Her cup was full, the coffee still warm. I carried it inside to the kitchen and emptied the coffee down the drain. I walked slowly from room to room, looked at the photographs of our small family on the walls and tables, ran my fingers over the soft linens on our bed before circling back to the kitchen. Then without looking out the window I poured the last of the coffee into Louise's cup, measured a level teaspoon of sugar, and then stirred it slowly, until I thought it was just right.
Gatsby's Last Dive
Giles Carter
The impossible is what he had trouble with. You can see him now in his Calvin Klein swimsuit, toes at the very edge of the curved tile, looking down at his own distorted image in the blue-green water, lamenting every blade of grass that mars its perfect, tiny waves, listening as the water softly collides with the tiles—sounding vaguely like kisses he had known. He should never have put it to her that way. There must have been a hundred ways he could have gotten around to it, ways that she could have told him what he needed to hear, ways that could have been easy for her.
But he misunderstood so many things. Mostly he misunderstood the nature of love, its paradoxes, or at least its ironies. And that's why things turned out okay for him in the end. Because thanks to a grease monkey with a .45, he didn't have to face up to those complexities. He had a grease monkey do it for him. The gre
ase monkey was highly conflicted. Or maybe not. Maybe he was a grease monkey without his own swimming pool. If not for the grease monkey, the one who did him a favor by greasing him, he would have had to face up to so many things. Like the fact that she did love him, but that she realized—where he didn't—that fate is prescriptive. She could see it coming; he couldn't. He would've had to face up to the fact that she knew love was not a thing to run to, finally.

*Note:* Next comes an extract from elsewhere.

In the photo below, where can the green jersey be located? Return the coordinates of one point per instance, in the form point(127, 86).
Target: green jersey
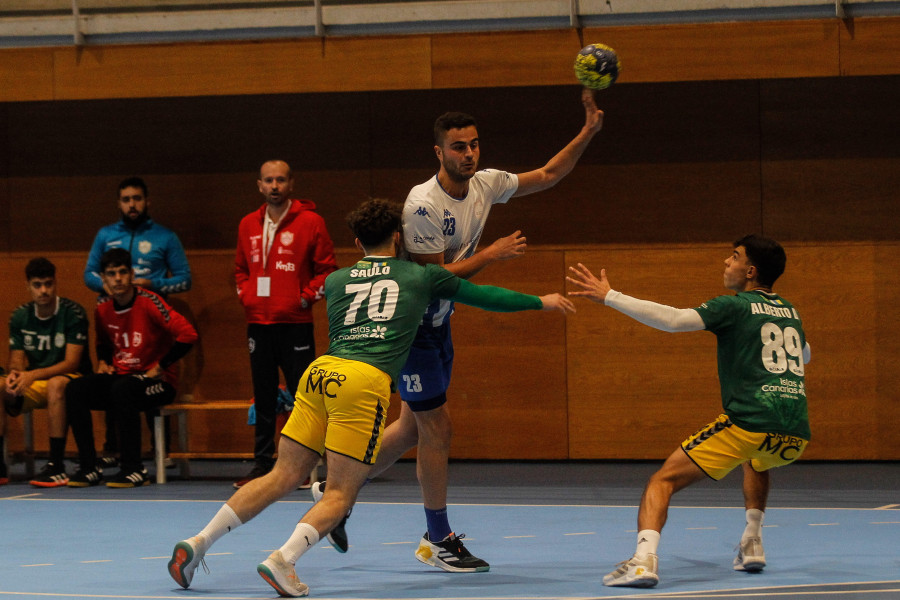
point(760, 355)
point(375, 307)
point(44, 341)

In the end, the need for safety always exceeds the need for love. It would have ruined him had he actually learned that, come to know it in a way he couldn't shake it. Much better to swim, lie there thinking about how to make it go, to contemplate the next move.
His fatal mistake was not believing her when she didn't say it. She could say it to him, all right. She could say it to him and mean it. Say it truthfully. With all her heart. Because she did love him. But his mistake was in what he mistook for love. Fact is, she was right and he was wrong. She gets safety, the only substitute for love; he gets a fish-eye view of the pool drain through hazy green water.
His last swim, though, was not his worst day. His worst day was when he forced the issue, when he said that she must say to her husband that she'd never loved him—as he, Gatsby, witnessed the telling. Had he been able to envision her saying it to the hubby, perhaps he could have settled for that. But his was a failure of the imagination. And he had envisioned so much.
You can picture him floating there, knowing that somehow, some way, he can fix it. He knows there are ways to convert old currency into new currency. Cunning and dedication are what is needed. With love he can't lose. You can picture him, following his dream into sleep, the water all around him, his body conforming to subtle currents, the low sun turning his blue-green pallet into a dazzling bed of yellow glitter.